To: Fortinwit who wrote (5880)6/17/1998 4:24:00 AM
From: Jess Beltz  Read Replies (4) | Respond to of 10921
 
OT: Japan. At last I think I understand what is going on in Japan. I have been reflecting on it for days. First, let me say that the some of the very biggest banks there are fairly sound. It is the sector as a whole that is in very deep trouble. At last, however, I think I understand Hashimoto. The most perplexing thing about it all is that the government has done nothing to address the problems in the banking sector. It is the threat of collapse in that sector that could really bring on a Pan-asia depression. Here is what is going on.

Hashimoto is relying on a time honored principle (in banking, actually) known as too-big-to-fail. In the US (and elsewhere) this principle is simply that the government will come to the rescue of a very large bank (but not a small one) in trouble, because the economic distortions and dislocations associated with the failure of a really large bank are too much for a country to allow to happen. This is widely known here in HK, because the HK Monetary Authority's stated reason for existence is to defend the value of the HK dollar, and it cannot let HSBC or Hang Seng Bank collapse because that would destroy confidence in that HK dollar value. This gives a very big advantage to the very large banks, because depositors will flock to those banks (deposits are not insured in HK) to insure the safety of their deposits.

Back to Japan. Hashimoto has not done anything to discipline the banks, and has in fact done everything possible to allow them to continue operating as is. Why? Too-big-to-fail. Only here it is not a bank that is too-big to allow to fail, it is Japan itself, and it is the US who will be called upon to bail them out. Wise fool! For him,
either

(1) The US comes to the rescue without forcing the necessary reforms in the banking sector (unlikely), or

(2) The US comes to the rescue, demanding changes in the banking sector, but then it is the US forcing the changes, not Hashimoto, and thus he loses much less support at home, (parrticularly among the bankers and MOF people) since the changes forced on Japan are no longer his doing.
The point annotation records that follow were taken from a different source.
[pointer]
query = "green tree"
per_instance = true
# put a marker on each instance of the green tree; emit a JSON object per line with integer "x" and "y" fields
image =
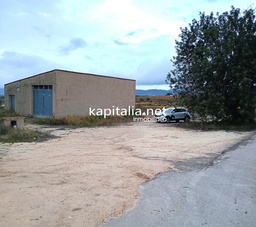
{"x": 215, "y": 66}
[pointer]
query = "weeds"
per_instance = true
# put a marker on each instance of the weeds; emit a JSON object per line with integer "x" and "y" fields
{"x": 11, "y": 135}
{"x": 84, "y": 121}
{"x": 213, "y": 126}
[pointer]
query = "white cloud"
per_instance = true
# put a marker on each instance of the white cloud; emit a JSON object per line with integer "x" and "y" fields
{"x": 128, "y": 38}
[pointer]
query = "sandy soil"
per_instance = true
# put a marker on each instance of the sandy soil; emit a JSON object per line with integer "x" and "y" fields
{"x": 89, "y": 174}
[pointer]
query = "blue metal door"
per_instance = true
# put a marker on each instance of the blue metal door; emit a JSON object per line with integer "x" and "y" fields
{"x": 12, "y": 103}
{"x": 42, "y": 104}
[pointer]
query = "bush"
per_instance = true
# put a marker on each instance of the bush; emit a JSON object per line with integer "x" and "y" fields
{"x": 83, "y": 121}
{"x": 11, "y": 135}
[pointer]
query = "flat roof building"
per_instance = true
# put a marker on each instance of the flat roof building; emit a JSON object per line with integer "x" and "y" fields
{"x": 60, "y": 93}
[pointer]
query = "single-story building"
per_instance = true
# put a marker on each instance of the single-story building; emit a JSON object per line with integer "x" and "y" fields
{"x": 60, "y": 93}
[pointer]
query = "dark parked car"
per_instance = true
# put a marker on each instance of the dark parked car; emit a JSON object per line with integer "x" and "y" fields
{"x": 173, "y": 114}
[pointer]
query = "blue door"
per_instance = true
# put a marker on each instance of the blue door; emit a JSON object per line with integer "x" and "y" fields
{"x": 42, "y": 102}
{"x": 12, "y": 103}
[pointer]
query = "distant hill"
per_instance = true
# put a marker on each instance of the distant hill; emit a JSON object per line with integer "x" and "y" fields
{"x": 1, "y": 91}
{"x": 155, "y": 92}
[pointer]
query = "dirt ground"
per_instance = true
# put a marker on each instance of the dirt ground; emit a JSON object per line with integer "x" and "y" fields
{"x": 87, "y": 175}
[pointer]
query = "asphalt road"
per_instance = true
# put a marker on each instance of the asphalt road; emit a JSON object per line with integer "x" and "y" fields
{"x": 220, "y": 194}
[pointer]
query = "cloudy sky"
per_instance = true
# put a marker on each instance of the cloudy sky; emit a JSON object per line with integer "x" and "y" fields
{"x": 124, "y": 38}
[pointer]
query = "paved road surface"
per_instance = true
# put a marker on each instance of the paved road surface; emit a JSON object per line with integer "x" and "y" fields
{"x": 223, "y": 194}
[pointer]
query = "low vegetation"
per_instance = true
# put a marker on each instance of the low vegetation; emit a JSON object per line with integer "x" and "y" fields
{"x": 154, "y": 102}
{"x": 213, "y": 126}
{"x": 13, "y": 135}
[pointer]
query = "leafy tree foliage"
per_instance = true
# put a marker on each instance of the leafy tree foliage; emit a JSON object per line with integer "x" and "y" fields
{"x": 215, "y": 66}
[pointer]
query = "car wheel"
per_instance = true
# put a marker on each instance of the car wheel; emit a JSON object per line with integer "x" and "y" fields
{"x": 187, "y": 119}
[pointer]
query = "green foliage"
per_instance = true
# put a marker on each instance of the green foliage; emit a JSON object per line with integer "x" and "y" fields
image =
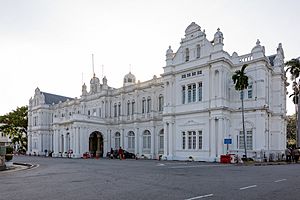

It seems most unlikely that the US will stand by and do nothing while Japan crumbles. Thus Hashimoto can let Japan go right to the brink of financial ruin secure in the belief that the US will (a) bail his country out financially and (b) him out politically. Witness the statements coming from him recently and the rest of Asia's leaders, particularly here in Hong Kong and in the PRC during the last several days. The great danger in all of this is that the yen will continue to slide and that it will pull the rest of Asia down with it before the rescue package can be strung together. In any event, the crisis should pass during the next two months.

jess.



To: Fortinwit who wrote (5880)6/17/1998 10:52:00 AM
From: Gottfried  Respond to of 10921
 
Fortinwit, thanks for the post! WSJ says Tokyo is fiddling...

Tokyo Touts Another Package,
Even as the Data Only Worsen

By DAVID P. HAMILTON
Staff Reporter of THE WALL STREET JOURNAL

TOKYO -- Japan's once-formidable economy is sliding into the Twilight Zone,
with unemployment soaring to record highs, output plunging, bad loans
mounting, prices continuing to fall and the yen zigzagging around nine-year
lows.

How have the nation's leaders responded? Politicians plan to take off much of
the next month to prepare for a July 12 election -- one that will decide if the
ruling Liberal Democratic Party can win a majority in the all-but-powerless
upper house of parliament, but not much else. And Finance Ministry officials
are jockeying for position in a scheduled personnel rotation.